Eu tinha acabado de lavar a frigideira da tapioca e deixado o pano de prato no ombro quando li a nota, ainda com a chuva fina batendo no Cosme Velho. Parei na cozinha. Porque não era só a despedida de uma apresentadora conhecida pelo esporte: era a história de uma mulher que transformou a própria maternidade em acolhimento para muitas famílias.

O Espaço Junior leva o nome do filho de Thalita.
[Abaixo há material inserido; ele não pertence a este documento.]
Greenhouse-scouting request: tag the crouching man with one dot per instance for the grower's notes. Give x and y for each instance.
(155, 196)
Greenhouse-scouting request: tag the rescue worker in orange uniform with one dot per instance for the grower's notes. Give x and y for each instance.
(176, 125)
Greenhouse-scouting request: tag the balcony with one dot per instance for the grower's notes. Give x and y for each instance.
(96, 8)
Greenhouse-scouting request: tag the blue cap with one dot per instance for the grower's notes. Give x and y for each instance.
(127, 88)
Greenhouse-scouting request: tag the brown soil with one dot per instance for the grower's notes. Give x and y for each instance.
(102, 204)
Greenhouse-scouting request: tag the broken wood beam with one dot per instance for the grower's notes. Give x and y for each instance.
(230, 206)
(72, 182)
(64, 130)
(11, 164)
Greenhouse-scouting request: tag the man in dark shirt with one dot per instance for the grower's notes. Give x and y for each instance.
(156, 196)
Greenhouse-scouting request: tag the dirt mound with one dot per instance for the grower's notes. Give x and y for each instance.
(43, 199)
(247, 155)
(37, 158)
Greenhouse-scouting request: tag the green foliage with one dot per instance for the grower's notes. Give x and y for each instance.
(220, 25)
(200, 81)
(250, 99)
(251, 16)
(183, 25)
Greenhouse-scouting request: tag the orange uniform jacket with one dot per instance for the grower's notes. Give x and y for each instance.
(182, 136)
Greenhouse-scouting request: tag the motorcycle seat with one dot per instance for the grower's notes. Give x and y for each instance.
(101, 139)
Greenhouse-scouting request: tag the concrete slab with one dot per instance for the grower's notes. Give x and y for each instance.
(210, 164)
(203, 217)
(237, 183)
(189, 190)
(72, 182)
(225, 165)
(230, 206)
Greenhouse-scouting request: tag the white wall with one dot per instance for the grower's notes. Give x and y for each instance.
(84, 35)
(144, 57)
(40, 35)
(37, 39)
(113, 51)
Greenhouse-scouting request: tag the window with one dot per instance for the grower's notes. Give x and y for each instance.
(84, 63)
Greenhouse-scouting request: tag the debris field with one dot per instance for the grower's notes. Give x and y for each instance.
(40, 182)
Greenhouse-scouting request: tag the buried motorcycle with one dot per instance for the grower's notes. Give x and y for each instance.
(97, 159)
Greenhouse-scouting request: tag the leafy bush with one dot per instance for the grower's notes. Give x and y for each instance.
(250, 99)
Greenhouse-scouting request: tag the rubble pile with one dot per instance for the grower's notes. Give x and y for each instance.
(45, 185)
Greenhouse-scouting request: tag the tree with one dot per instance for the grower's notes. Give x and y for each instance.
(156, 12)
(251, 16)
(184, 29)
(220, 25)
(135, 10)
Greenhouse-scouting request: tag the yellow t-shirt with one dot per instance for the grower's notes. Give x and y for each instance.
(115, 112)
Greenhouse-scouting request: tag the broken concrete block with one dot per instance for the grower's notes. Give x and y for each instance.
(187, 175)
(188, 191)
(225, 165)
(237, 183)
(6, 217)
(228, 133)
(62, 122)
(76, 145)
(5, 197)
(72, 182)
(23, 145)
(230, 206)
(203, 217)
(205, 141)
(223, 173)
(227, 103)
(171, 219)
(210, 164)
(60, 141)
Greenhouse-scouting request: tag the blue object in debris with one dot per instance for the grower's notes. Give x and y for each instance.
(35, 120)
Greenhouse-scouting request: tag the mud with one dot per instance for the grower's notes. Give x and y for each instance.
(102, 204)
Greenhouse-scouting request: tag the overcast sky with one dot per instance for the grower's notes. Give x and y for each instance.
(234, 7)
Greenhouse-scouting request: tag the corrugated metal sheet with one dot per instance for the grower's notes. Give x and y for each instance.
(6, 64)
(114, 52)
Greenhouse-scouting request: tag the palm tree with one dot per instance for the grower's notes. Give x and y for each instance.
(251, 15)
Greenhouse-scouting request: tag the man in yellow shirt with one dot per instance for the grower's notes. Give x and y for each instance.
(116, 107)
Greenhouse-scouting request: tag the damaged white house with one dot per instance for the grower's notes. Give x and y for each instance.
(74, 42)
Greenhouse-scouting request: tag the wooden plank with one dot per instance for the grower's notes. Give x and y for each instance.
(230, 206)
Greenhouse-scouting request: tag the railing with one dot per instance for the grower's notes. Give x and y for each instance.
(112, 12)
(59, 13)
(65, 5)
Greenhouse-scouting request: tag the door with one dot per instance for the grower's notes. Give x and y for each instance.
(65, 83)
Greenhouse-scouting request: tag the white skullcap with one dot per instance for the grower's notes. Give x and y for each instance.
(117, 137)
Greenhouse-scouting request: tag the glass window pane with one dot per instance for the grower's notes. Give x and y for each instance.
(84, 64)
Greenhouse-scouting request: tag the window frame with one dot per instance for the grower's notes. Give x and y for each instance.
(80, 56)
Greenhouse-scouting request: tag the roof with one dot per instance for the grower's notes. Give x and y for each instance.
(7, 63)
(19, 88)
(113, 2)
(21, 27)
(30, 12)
Em comunicado, a instituição afirmou que não é possível contar a trajetória do lugar sem passar pela jornalista e a descreveu como “uma mulher de energia rara”, que deixou marca por onde passou.
Thalita foi um dos rostos da cobertura esportiva da TV Anhanguera, onde apresentou o Globo Esporte e também comentou esportes na CBN Tocantins. Ela deixou a emissora em 2013, quando se mudou para Maceió para acompanhar a família.
Eu encostei na pia e fiquei olhando a chuva pela janela. No último ano, Thalita enfrentou a doença longe de qualquer espetáculo. A nota do espaço fundado por ela diz que a jornalista encarou o câncer com bom humor e uma leveza que impressionava quem estava ao redor.
A decisão de não realizar velório foi comunicada como uma vontade dela. A instituição agradeceu as orações, pensamentos e mensagens recebidas nos últimos meses e pediu que essas demonstrações de carinho a acompanhassem agora com paz e tranquilidade.

Antes de seguir com a manhã, eu guardei a louça e pensei no tamanho de um legado que não cabe numa bancada de televisão. Thalita informou o público pelo esporte, mas deixou algo ainda maior: um espaço de cuidado que carrega o nome do filho e vai continuar falando por ela.